Ernestine Chasing Hawk: Tribe honors man who pushed genocide

The following is the opinion of Ernestine Chasing Hawk. All content © Native Sun News.

The victims of the 1890 massacre at Wounded Knee are loaded up on carts for burial. Photo from Wikipedia

Oneida honor man who called for genocide of Sioux Nation
By Ernestine Chasing Hawk

When politicians and celebrities make offensive remarks about Indians, Indian history and Indian policy, I usually just laugh at their ignorance and say, “Don’t worry, the Indians will get em,” and they usually do.

But when the misstep comes from someone we count on to protect our dignity, our voice, our rights as Indian people, when there’s been a betrayal of the duty we’ve entrusted to them, I must speak.

The Oneida Nation, owners of Indian Country Today “proudly” announced their plan to open a casino called the “Yellow Brick Road” that pays “homage” to Frank Baum, author of “Wonderful Wizard of Oz.” Baum, in 1890, just days after Lala Tatanka Iyotaka, (grandfather Sitting Bull) was brutality gunned down by a Federal officer, scribed the following in the Aberdeen Pioneer:
“The proud spirit of the original owners of these vast prairies inherited through centuries of fierce and bloody wars for their possession, lingered last in the bosom of Sitting Bull. With his fall the nobility of the Redskin is extinguished, and what few are left are a pack of whining curs who lick the hand that smites them."
Baum continues, “The Whites, by law of conquest, by justice of civilization, are masters of the American continent, and the best safety of the frontier settlements will be secured by the total annihilation of the few remaining Indians. Why not annihilation? Their glory has fled, their spirit broken, their manhood effaced; better that they die than live the miserable wretches that they are.”
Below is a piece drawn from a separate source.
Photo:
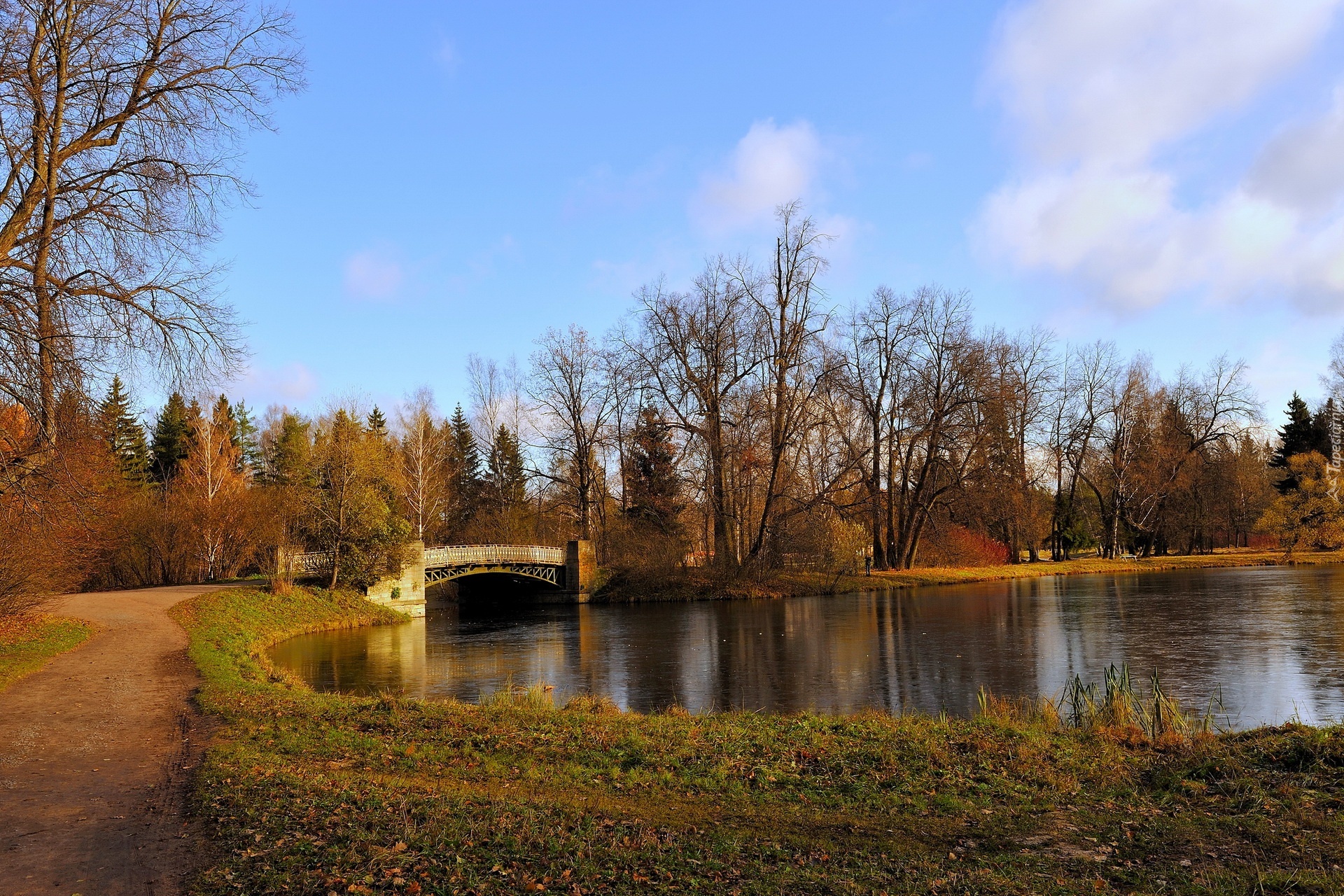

What followed was a brutal attack on my people, the Mnicoujou and Hunkpapa Lakota who had sojourned south after grandfather Sitting Bull was killed, seeking refuge with Makpiya Luta (Red Cloud).

Following the brutal massacre of more than 300 of our relatives, inciting the masses to genocide, Baum wrote: “The Pioneer has before declared that our only safety depends upon the total extirmination [sic] of the Indians. Having wronged them for centuries, we had better, in order to protect our civilization, follow it up by one more wrong and wipe these untamed and untamable creatures from the face of the earth.”

Every year, during the holiday season, my relatives from the north “pay homage” to our ancestors who were massacred at Wounded Knee. They start the 280 mile trek at Sitting Bulls camp along the Grand River, where I spent time as a young girl with my unci Cecelia One Bull, daughter of One Bull, Sitting Bulls nephew.

Among the riders who begin this annual journey are my nephew, Ron His Horse is Thunder, former Chairman of the Standing Rock Sioux Tribe and his tiyospaye (family), my uncle Dana Dupris and his crew from Cheyenne River and our spiritual leader Chief Arvol Looking Horse, keeper of the sacred Canunpa, and his tiyospaye at Green Grass.

And the trek is no “Yellow Brick Road” as this year they are enduring freezing rain, blinding snow and blistering cold winds in their commitment to “pay homage” to our ancestors who lost their lives along Wounded Knee Creek more than a century ago.

The grandfather of my children, Two Shields, who is known as Blue Arm, who along with his sister were the lone survivors of their family. Their mother and father along with seven siblings were among the dead at Wounded Knee. The pair, along with other survivors, made their way back to the place that is named for them Takini, which means “to die and come back” or “survivors,” of the Wounded Knee Massacre.

Takini is located on the Cheyenne River Indian Reservation in Ziebach County which according to the 2010 U.S. Census is the poorest county in the United States.

On Dec. 29, a group led by the former Chairman of the Cheyenne River Sioux Tribe, Joseph Brings Plenty will begin a journey on foot starting at the massacre site that retraces the steps of the survivors who made their way home, along the Cheyenne River, back to Takini.

The historical trauma of what happened more than a century ago still haunts my people and the economic impact still lingers. Congress passed the Sioux Depredations Act of 1891 to compensate the so-called “innocent victims” of the 1890 Massacre and the Ghost Dance troubles for their losses, which included white people and the churches. Everyone but my people, the Mnicoujou and Hunkpapa who were the victims of the 1890 Massacre, were compensated. (For a list of those who were compensated see Mario Gonzalez book, “Politics on Hallowed Ground”).

Having said all that, I cannot understate the betrayal I feel from the announcement that the Oneida are building the “Yellow Brick Road Casino” to “pay homage to L. Frank Baum” that is projected to open in the spring of 2015. How can they be so ignorant of history and traitors to their own race?

Would the Jews build a casino to honor Adolph Hitler?